SCHONER (John)
, a noted German philosopher and mathematician, was born at Carolostadt in the year 1477, and died in 1547, at 70 years of age.—His early propensity to those sciences may be deemed a just prognostication of the great progress | which he afterwards made in them. So that from his uncommon acquirements, he was chosen mathematical professor at Nuremburg when he was but a young man. He wrote a great many works, and was particularly famous for his astronomical tables, which he published after the manner of those of Regiomontanus, and to which he gave the title of Resolutæ, on account of their clearness. But notwithstanding his great knowledge, he was, after the fashion of the times, much addicted to judicial astrology, which he took great pains to improve. The list of his writings is chiefly as follows:
1. Three Books of Judicial Astrology.
2. The Astronomical Tables named Resolutæ.

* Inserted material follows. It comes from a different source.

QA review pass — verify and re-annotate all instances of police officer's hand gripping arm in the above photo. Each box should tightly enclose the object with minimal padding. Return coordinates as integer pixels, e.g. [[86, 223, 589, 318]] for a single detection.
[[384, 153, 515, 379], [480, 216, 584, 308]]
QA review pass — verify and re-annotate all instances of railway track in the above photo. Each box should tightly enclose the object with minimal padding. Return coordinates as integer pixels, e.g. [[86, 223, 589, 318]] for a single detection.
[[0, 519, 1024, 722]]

3. De Usu Globi Stellif<*>ri; De Compositione Globi Cœlestis; De Usu Globi Terrestris, et de Compositione ejusdem.
4. Æquatorium Astronomicum.
5. Libellus de Distantiis Locorum per Instrumentum et Numeros Investigandis.
6. De Compositione Torqueti.
7. In Constructionem et Usum Rectanguli sive Radii Astronomici Annotationes.
8. Horarii Cylindri Canones.
9. Planisphærium, seu Meteoriscopium.
10. Organum Uranicum.
11. Instrumentum Impedimentorum Lunæ.
All printed at Nuremburg, in folio, 1551.
Of these, the large treatise of dialling rendered him more known in the learned world than all his other works besides; in which he discovers a surprising genius and fund of learning of that kind.